Traders at Gikomba market have rejected a Sh5 million compensation plan from the county government.

They said the plan to build permanent structures where a fire gutted down a large section of the market, would displace them.

The restive traders, who lost millions of shillings worth of goods in the Monday night fire, said they would incur further losses if they waited for the county to build the stalls.

Chairman Nichodemus Mwadede said they would build temporary structures and resume business immediately.

PERMANENT STRUCTURES

On Tuesday, Governor Evans Kidero said the county had set aside Sh5 million to help the traders.

He said the destroyed structures would be replaced by permanent ones to be built by the National Youth Service.

“We met county government representatives today and we do not agree with their plan. They want to bar us from rebuilding our stalls. That is like telling us to go hungry and become thieves,” Mr Mwadede told the traders.

Gikomba has a daily turnover of Sh500 million, according to the county government.

The traders claimed the government had disowned them yet they pay rates of Sh15,000 a month.

However, a section of the market was being rebuilt by second-hand clothes dealers who said the order not to build does not affect them.

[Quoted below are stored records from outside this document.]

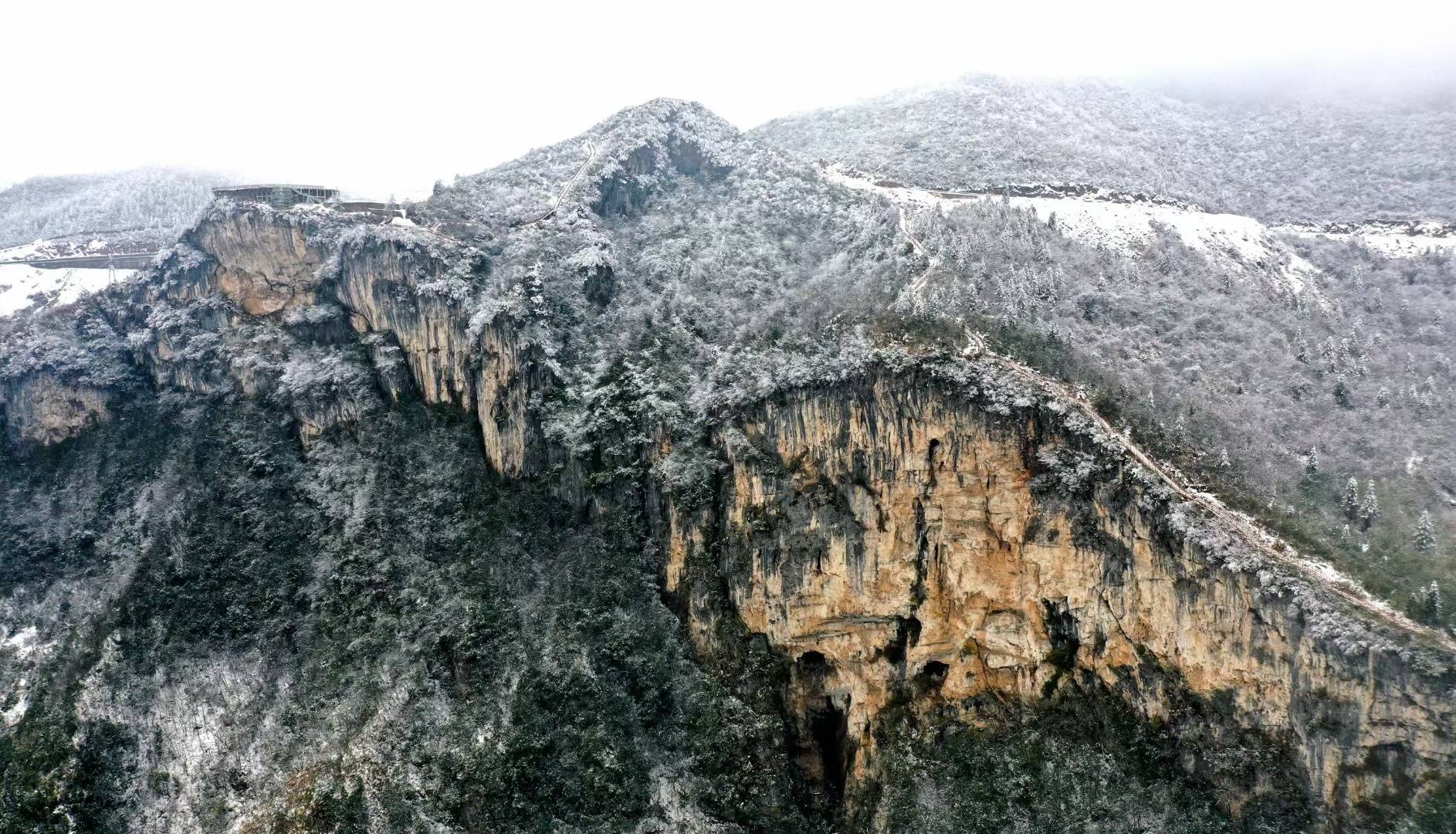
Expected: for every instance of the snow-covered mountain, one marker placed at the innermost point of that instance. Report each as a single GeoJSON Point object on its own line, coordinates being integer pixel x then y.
{"type": "Point", "coordinates": [24, 286]}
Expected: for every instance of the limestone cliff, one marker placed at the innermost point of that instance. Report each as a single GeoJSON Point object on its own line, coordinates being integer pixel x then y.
{"type": "Point", "coordinates": [903, 541]}
{"type": "Point", "coordinates": [903, 544]}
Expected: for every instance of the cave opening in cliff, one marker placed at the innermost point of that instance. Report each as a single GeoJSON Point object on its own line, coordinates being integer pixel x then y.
{"type": "Point", "coordinates": [931, 677]}
{"type": "Point", "coordinates": [829, 728]}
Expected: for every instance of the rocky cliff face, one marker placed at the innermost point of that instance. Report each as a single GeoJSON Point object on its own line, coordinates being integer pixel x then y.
{"type": "Point", "coordinates": [905, 548]}
{"type": "Point", "coordinates": [46, 409]}
{"type": "Point", "coordinates": [902, 543]}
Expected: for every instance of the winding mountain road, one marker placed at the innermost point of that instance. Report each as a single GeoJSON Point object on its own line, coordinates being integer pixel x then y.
{"type": "Point", "coordinates": [1257, 537]}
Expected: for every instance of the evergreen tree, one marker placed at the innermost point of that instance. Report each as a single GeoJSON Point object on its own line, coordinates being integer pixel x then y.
{"type": "Point", "coordinates": [1369, 507]}
{"type": "Point", "coordinates": [1343, 391]}
{"type": "Point", "coordinates": [1426, 533]}
{"type": "Point", "coordinates": [1426, 605]}
{"type": "Point", "coordinates": [1352, 500]}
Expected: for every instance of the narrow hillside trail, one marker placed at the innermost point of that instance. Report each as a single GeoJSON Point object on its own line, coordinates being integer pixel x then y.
{"type": "Point", "coordinates": [1263, 541]}
{"type": "Point", "coordinates": [567, 189]}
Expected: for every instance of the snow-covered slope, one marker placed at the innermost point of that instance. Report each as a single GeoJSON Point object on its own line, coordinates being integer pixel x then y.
{"type": "Point", "coordinates": [24, 286]}
{"type": "Point", "coordinates": [1388, 238]}
{"type": "Point", "coordinates": [1123, 223]}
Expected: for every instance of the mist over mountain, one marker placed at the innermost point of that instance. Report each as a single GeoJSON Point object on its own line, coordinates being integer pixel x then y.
{"type": "Point", "coordinates": [1278, 159]}
{"type": "Point", "coordinates": [984, 457]}
{"type": "Point", "coordinates": [154, 202]}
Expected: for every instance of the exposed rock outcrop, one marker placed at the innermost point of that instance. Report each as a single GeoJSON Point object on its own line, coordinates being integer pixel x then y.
{"type": "Point", "coordinates": [899, 542]}
{"type": "Point", "coordinates": [46, 409]}
{"type": "Point", "coordinates": [902, 544]}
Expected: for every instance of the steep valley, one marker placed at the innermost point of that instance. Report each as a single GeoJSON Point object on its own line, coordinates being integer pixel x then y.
{"type": "Point", "coordinates": [302, 534]}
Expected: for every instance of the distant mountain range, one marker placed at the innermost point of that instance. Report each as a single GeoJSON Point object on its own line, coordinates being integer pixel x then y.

Ms Carol Wambui said traders next to residential houses who deal in shoes had been barred from re-building as residents blame them for the fire.

OPPOSE UPGRADE

“We know it only affects the area between where a road is supposed to pass and the houses, which the county government says it will rebuild,” she said.

This is not the first time traders have opposed an upgrade of a market after suspecting they would be displaced.

In April, hundreds of traders held demonstrations within the Central Business District to protests the planned renovation of Woodley market.